I swallowed and answered as if there was nothing weird about it—since there might not be, for all I knew. “Horace didn’t say.”

“He might not know.”

“He
must
not. Otherwise, he would’ve told me. Anyway, this is the place, and she’s been hanging around it.” I glanced over at the big digital numbers on the hotel clock, confirmed what I already knew, and said, “If we want to head over there tonight, we’ll need a hotel waiting for us.”

“Us? Will I get a cut of this gig if I keep you company?”

“Maybe if you make yourself useful,” I retorted, but it brought up a good point. “I’m not in the habit of doing these ‘retrieval’ gigs with a partner, so if you want to head out in the morning without me, there’d be no hard feelings. But since I’m already here, it’d be a little dumb for
me
to drive back to Seattle without checking it out.”

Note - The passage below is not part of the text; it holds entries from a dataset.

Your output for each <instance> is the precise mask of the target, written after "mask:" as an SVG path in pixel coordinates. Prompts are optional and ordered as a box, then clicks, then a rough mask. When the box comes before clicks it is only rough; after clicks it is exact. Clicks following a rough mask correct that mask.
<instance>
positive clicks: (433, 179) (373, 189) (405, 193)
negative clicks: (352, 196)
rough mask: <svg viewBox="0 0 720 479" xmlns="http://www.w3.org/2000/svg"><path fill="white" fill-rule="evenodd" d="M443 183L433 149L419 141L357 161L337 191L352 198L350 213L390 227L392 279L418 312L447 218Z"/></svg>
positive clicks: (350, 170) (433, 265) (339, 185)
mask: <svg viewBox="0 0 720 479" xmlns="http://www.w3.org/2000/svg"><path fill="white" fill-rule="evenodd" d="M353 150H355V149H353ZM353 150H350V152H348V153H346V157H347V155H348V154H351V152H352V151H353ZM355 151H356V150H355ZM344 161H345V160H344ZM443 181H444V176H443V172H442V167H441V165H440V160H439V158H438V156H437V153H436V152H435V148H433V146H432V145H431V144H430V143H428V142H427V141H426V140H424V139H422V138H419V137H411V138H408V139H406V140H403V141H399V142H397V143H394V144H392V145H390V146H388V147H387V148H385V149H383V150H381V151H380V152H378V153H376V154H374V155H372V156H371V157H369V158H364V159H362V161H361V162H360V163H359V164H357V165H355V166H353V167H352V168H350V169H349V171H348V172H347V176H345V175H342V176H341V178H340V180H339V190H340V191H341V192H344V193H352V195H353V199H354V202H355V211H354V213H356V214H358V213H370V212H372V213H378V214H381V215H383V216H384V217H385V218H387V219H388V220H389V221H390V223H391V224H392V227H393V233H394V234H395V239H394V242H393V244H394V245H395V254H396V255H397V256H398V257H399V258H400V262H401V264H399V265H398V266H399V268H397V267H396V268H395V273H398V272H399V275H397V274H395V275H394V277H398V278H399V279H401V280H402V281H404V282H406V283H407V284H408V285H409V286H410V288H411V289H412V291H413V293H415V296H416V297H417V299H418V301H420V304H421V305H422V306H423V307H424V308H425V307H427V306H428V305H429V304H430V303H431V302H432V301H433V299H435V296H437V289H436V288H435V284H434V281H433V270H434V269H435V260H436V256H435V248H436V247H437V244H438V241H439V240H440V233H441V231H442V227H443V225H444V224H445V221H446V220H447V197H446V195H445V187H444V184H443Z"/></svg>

“Sure, I hear what you’re saying.” He shrugged. “But it’s not like I’m doing anything important at home until Friday night. I already put in for the time off in order to come down here with you.”

“And if you can talk me out of a cut, so much the better, eh?”

“Right.”

“But dude, not twenty minutes ago we were having a … discussion about me trying to keep you out of harm’s way. It’d be awfully damn inconsistent of me to say, ‘Hop in my car, baby—let’s hit the road.’ ”

“Naw, not inconsistent. Logical!” he insisted, reaching for his suitcase. “There’s a world of difference between keeping me out of a vampire den and keeping me away from one lone crazy lady with a box of mystical peen.”

“Okay, I can see that. But she’s not just one lone crazy lady with a box of mystical peen. She’s one lone crazy lady who successfully murdered a man and blew up his house with a box of powerful relics. And when I frame it that way, now that I think about it … no, I’m
not
super-comfortable with the idea of you joining me.”

“You’re not my mother,” he groused as he began to pack. “And I’m not Domino. Think of it this way: I’m far less likely to get into trouble because the crazy-lady gig isn’t personal to me. You can grant me that much, can’t you? Even when we went after
Bruner—which was
completely
fucking personal—I didn’t do anything to endanger either one of us. You’re not the only badass on the block, you know.”

He had me there.

Adrian and I had worked together just fine on a personal mission the previous year—I mean, we’d hunted down a guy and killed him together, so I knew I could trust him to pull his own weight. But this was different. This was my real job, and I’d never invited anyone to ride shotgun before.

I had a feeling it didn’t matter. And although I could easily leave him behind … I didn’t want to. Maybe he was right, and it’d be okay. After all, this woman didn’t know anyone knew about what she’d done, much less that anyone was after her. We’d catch her off guard, steal the box of goodies, and be back home before forty-eight hours were out.